Antes de culpar a lo externo, debemos mirar nuestro propio esfuerzo
Así como quien no sabe bailar bien culpa al patio, cuando las cosas no salen como queremos solemos culpar primero al entorno y a otras personas. Pero lo primero que debemos examinar es nuestra propia capacidad, nuestro esfuerzo y nuestra actitud mental.
Con la oración y la práctica ocurre lo mismo. Si esperamos resultados sin una fe profunda y una constancia firme, cuando no se cumplen terminamos culpando al Buda o al lugar de práctica. Si hemos sembrado una semilla, también debemos darle agua y abono.
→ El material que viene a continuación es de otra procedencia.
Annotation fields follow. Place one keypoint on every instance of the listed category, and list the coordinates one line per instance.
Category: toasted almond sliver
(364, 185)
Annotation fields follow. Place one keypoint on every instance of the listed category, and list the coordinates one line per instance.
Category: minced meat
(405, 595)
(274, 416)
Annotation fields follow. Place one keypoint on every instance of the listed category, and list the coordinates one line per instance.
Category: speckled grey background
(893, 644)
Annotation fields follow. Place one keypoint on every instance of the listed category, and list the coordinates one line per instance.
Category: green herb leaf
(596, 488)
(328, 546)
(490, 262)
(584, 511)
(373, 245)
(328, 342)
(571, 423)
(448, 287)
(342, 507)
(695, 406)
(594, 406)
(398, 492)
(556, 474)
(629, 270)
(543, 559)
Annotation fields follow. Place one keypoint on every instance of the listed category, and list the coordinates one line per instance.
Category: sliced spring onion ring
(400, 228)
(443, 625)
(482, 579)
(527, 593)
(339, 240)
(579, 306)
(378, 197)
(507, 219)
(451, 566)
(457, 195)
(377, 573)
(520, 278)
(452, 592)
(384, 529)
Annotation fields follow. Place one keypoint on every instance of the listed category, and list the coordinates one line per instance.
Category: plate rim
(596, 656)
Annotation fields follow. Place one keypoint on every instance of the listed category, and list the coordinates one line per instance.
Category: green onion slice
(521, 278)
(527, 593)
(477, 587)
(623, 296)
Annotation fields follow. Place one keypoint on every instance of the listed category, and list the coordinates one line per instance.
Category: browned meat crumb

Por supuesto, el entorno también importa. Pero si no revisamos si hemos hecho la preparación y el esfuerzo que estaban a nuestro alcance, ni siquiera el mismo viento puede convertirse en la fuerza que mueve la vela.
Hoy, antes de culpar a lo externo, revisa primero tu mente y tu esfuerzo, y usa sabiamente las condiciones dadas.
Con la oración y la práctica ocurre lo mismo. Si esperamos resultados sin una fe profunda y una constancia firme, podemos terminar culpando al Buda o al lugar de práctica. El entorno también importa, pero si no examinamos nuestra preparación y nuestro esfuerzo, el mismo viento no puede mover la vela.